I pray that the same is true for each of us, even and especially when the world around us is dark and threatening.  That’s exactly what the world was like when Jesus came into it as one of us.  That’s why Jesus came into the world as one of us—to save us, and through his death and resurrection to give us life.  The sure and certain hope of the resurrection to eternal life through our Lord Jesus Christ (BCP 501) is what we celebrate at Easter, no matter how bleak things seem all around us.  All our hope on God is founded, as the hymn says. 
 
Toward the end of his long letter to the Romans, Paul writes:  May the God of hope fill you with all joy and peace in believing, so that you may abound in hope by the power of the Holy Spirit.  (Rom 15:13).  That is my prayer for you as we celebrate the Resurrection together again this year.  In Easter season—and in every season—may you abound in hope by the power of the Holy Spirit.  And may we together be a source of hope for those in our world who so desperately need it.
 
Happy Easter!  And may your hope abound! 
Blessings.  -Anne
 
PS.  As is customary here at St. Andrew’s, an Easter offering envelope will be included in this Sunday's bulletin. Please bring it with you on Easter Day along with your Mite Box offering for Episcopal Relief & Development and your flowers to help decorate our outdoor cross. 

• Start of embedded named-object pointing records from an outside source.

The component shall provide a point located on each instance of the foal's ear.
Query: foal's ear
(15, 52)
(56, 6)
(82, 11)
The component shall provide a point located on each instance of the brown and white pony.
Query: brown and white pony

I look forward to walking through Holy Week with you so that we arrive together at Easter ready to receive, celebrate, and proclaim the sure and certain hope of resurrection.

Holy Week and Easter Services at St. Andrew's

Maundy Thursday - April 17

  • 5:30 PM - Maundy Thursday Family Service. This gathering is designed for families with young children (although anyone is welcome!) and will include dinner, communion, foot washing, and activities for young children.
  • 7:00 PM - Maundy Thursday Service (also live streamed)

Good Friday - April 18

  • 12:00 PM - Stations of the Cross
  • 7:00 PM - Good Friday Service (also live streamed)

Holy Saturday - April 19

  • 7:00 PM - Holy Saturday/Service of Light

Easter Day - April 20

  • 6:30 AM - Sunrise Service behind Hilton School
  • 8:00 AM - Holy Eucharist, Rite I
  • 9:45 AM - Children’s Chapel and Easter egg hunt (meet in Parish Hall).